Fishing opportunities for the Mediterranean were agreed among EU member states at the Council of Fisheries Ministers held last week in Brussels. Under the terms of the agreement, the number of fishing days available to the fleet in the Mediterranean were just 27, a 79% reduction in fishing opportunities compared with 2024, which allowed for 130 days.

However, the parties agreed that this number of days could be extended to 130 in 2025 if the fishing boats operating in the Mediterranean adopt certain technical measures, including changing the mesh size of their fishing nets and installing flying trawl doors.

The agreement caused significant concern among Spain's fishing sector, with fears that the measures required by the European Commission would be too costly to implement by some members of the fleet.

The Spanish Minister of Agriculture, Fisheries and Food, Luis Planas, had previously indicated that the government would be prepared to meet these costs.

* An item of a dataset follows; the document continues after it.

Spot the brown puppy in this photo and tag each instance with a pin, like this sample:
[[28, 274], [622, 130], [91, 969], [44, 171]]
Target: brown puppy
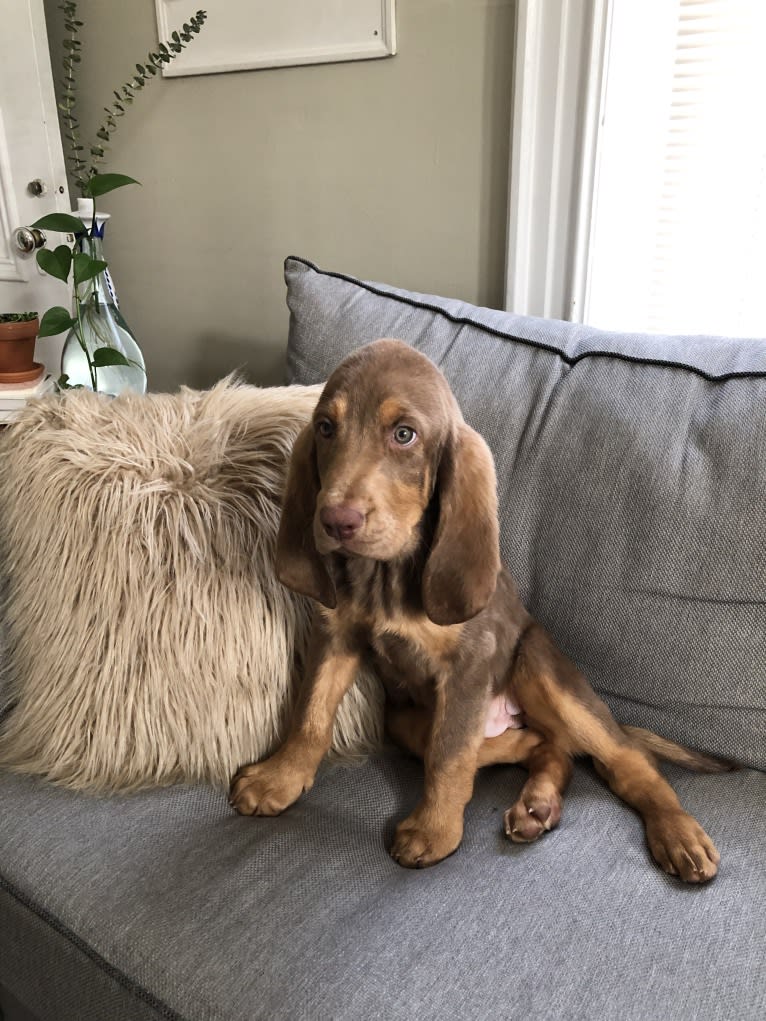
[[390, 524]]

This week, on 16 December, Spain's Secretary General for Fisheries, Isabel Artime, met with representatives of the Spanish fishing sector to confirm the government's commitment to provide 100% financing, composed of European and national funds.

Artime met with regional representatives, entities representing the Mediterranean fishing sector and representatives of civil society to present the content of the agreement reached at the Council regarding the multiannual plan for demersal fishing in the western Mediterranean.

The meeting also analysed the different alternatives available to the Spanish Mediterranean trawler fleet to increase the fishing days initially allocated by improving the selection of fishing methods and adopting "time-space" bans on fishing activity.

According to a Spanish Government announcement, "The Secretary General has announced that the fishery will begin on January 1 with the allocation of a sufficient number of fishing days to work during the first months of the year, pending the application of the technical measures contemplated in the compensation mechanism that will provide the final number of days".